私のVT250Fは排気管消音器を友人から譲り受けたモリワキに変えただけのほぼノーマルで扱い易さや環境変化への柔軟性も保たれていたが、友人のRZはそこそこ手が入っていたので大雨の中では目に見えて調子をくずし友人の疲労は私とは比べ物にならなかった。

給油即再出発は厳しい雰囲気が滲む。

元々彼は短距離全力と休憩を繰り返す人間、私の様に低速で淡々と走るタイプでは無い。休憩が必要だ。

 

しかし深夜営業の食事処など無く既に閉店済み、薄暗い照明の建物が佇む様は肌寒さを際立たせる。

そもそも金も無いので食べ物どころか自販機で飲み物を買うのも躊躇われる。

なにせ貧乏学生、現金の余裕など無く予定外の高速道路代も重くのし掛かる。

 

ATMは期待出来ずクレジットカードは所有してる筈も無く、電子マネーなんてものも無く、頼りは手持ちの現金のみ。 学生二人の寂しい現金を合計し、コレで何が出来るか、何処まで行けるかを考えねばならん状況では贅沢は出来ない。

 

高速代幾らやっけ?

ガス満で何処まで行ける?

省エネ走行で帰り着ける分だけ入れて。。。いや、この時間にガス欠くらったら其れこそアウト。

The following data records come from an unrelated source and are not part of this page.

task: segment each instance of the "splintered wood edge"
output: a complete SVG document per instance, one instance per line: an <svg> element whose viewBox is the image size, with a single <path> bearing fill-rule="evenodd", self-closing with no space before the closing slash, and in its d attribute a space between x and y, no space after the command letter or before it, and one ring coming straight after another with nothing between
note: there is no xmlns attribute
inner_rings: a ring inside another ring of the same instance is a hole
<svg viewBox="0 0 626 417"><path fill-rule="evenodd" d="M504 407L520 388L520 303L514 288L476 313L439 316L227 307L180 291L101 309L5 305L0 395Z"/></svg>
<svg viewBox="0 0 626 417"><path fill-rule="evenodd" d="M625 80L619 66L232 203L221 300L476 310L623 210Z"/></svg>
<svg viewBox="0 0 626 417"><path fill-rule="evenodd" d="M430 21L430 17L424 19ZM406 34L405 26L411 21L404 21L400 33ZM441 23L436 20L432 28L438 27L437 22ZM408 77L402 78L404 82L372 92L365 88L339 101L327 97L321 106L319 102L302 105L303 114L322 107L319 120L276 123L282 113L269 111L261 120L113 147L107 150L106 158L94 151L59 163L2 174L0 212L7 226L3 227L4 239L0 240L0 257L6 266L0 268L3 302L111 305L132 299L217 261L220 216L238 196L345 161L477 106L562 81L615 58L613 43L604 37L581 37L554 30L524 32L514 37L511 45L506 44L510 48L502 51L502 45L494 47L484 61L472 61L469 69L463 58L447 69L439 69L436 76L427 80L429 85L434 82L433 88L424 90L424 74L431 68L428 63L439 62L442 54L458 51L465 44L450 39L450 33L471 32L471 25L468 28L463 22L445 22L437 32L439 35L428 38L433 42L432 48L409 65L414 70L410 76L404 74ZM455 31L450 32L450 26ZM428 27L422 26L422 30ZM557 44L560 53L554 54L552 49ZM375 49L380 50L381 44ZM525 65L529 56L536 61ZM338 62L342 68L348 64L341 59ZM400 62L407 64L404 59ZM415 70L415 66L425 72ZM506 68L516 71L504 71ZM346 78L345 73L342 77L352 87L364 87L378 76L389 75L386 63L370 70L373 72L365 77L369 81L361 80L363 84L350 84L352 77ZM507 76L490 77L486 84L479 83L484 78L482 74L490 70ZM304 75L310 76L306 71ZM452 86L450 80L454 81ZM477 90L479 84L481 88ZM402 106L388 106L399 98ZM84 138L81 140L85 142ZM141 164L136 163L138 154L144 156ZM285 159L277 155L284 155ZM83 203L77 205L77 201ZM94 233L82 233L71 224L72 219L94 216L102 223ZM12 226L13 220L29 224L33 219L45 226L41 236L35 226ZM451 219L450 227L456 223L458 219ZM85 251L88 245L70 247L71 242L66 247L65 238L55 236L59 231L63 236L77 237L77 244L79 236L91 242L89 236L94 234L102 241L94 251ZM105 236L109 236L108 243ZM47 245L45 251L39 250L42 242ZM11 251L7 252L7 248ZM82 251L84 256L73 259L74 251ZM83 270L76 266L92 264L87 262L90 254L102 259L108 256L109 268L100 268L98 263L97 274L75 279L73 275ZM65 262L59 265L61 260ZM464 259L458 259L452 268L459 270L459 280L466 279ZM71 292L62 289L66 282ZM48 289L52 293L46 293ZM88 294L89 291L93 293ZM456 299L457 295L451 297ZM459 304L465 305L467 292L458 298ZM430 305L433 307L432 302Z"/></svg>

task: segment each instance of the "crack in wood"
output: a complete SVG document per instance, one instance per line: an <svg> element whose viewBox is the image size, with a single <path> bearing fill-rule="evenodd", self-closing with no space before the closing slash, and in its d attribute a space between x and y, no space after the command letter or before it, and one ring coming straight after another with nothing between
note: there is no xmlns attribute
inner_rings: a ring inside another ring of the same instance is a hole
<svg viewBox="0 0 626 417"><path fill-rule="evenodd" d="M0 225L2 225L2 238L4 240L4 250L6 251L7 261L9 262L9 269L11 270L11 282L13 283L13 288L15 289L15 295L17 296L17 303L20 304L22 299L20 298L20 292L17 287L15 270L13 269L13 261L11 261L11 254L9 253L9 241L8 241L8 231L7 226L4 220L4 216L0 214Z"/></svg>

ガス満は絶対、高速代足りなきゃ正直に事情説明して何か手を考えよう。

 

会話が進む程に悲壮感が増す。

全身ずぶ濡れでヘルメット脱ぐのも躊躇われる程に身体の芯まで冷え、ガタガタと震えててはそりゃそうなるわな。

しかしここで大きな気づきが訪れる。

 

『自販機の近く暖かいぞ』

『抱き付け!自販機にくっ付くと温かい!』

 

人気も無い夜の自販機コーナー、誰に遠慮する事があろうか。

二人して自販機に縋り付く。

 

コレが本当に温かいのだ。

通常なら生暖かく成りつつある濡れた衣類など気持ち悪くて仕方ないものだが、この時ばかりは其れさえまるで温泉につかるが如き幸福感を味わえた。

 

この体験の日付は思い出せ無いが、暑がりの私が厚手の長袖を着て居たのだから冬か其れに近い頃だった筈、寒さに強い私でさえ下着も濡れる状況で高速道路を走れば身体が芯まで冷え震え出していたのだから、寒がりの友人は本当に辛かったろう。

 

 

どれ程経ったか、ぬるい温泉から出れないのに似て自販機の温もりから離れる踏ん切り付かぬ我々の前に突如その時は訪れる。

ソレは若いカップルと共に扉を開けてやって来た。

 

たじろぐカップル。

女性は腰がひけ、男性は警戒心を隠さぬ。

慌てて自販機前から離れつつ事情を説明する我ら。

自分達より幾分若いガキどもの見窄らしいくも情け無い話に緊張の薄れたカップルは、自販機で買い物を済ませる頃には笑顔を見せ、別れ際には気を付けてねの言葉とホット飲料を贈ってくれた。

 

身体の中に温かい物が入った事と、カップルさんの人情に気力を得て漸く建物を出る。

 

 

ガソリンスタンドまで移動し給油をすると、ここでも優しさに触れる。

 

スタンドの店主からしたら我々はまだまだ子供に見えたのだろうし、危なかしいアホガキどもに感じたんだろう。 その姿は何事かと尋ねられ、先程と同じ説明を繰り返す。

 

給油が終わると少し待てと新聞や雑誌を用意し、大きめのゴミ袋とハサミを渡される。

意図する事は我々も直ぐに察した。

コレを切って頭と両手が通せる穴を作れ、雨を少しでも防ぎ腹に雑誌を入れれば気休め程度には防寒になる、こんなもんしかないがとおっちゃんは言うのだが、その心遣いで気力も増すってもんです。

 

腹がたぽたほとトイレを借りた記憶も有るので、もしかしたら温かい飲み物も飲ませてくれたのかもしれない。

 

その後は人情のありがたみも気力の燃料に再び雨降る夜の高速道路を走りきり、幸い高速代も足りて無事に帰り着いた。

 

 

この経験から、似た様な事が有れば手助けと缶の一本でもと誓ってはいるのだが、幸いな事に未だ実現していない。

自販機の前で困ってる馬鹿なんてそうそう居ないらしく、良い事だ。

 

 

 

あの時の自販機の温もりは忘れられぬ経験であるのに、その後もいいおっさんになって尚幾度かやらかしてるのだから経験から学ばぶ賢さに欠けるらしい。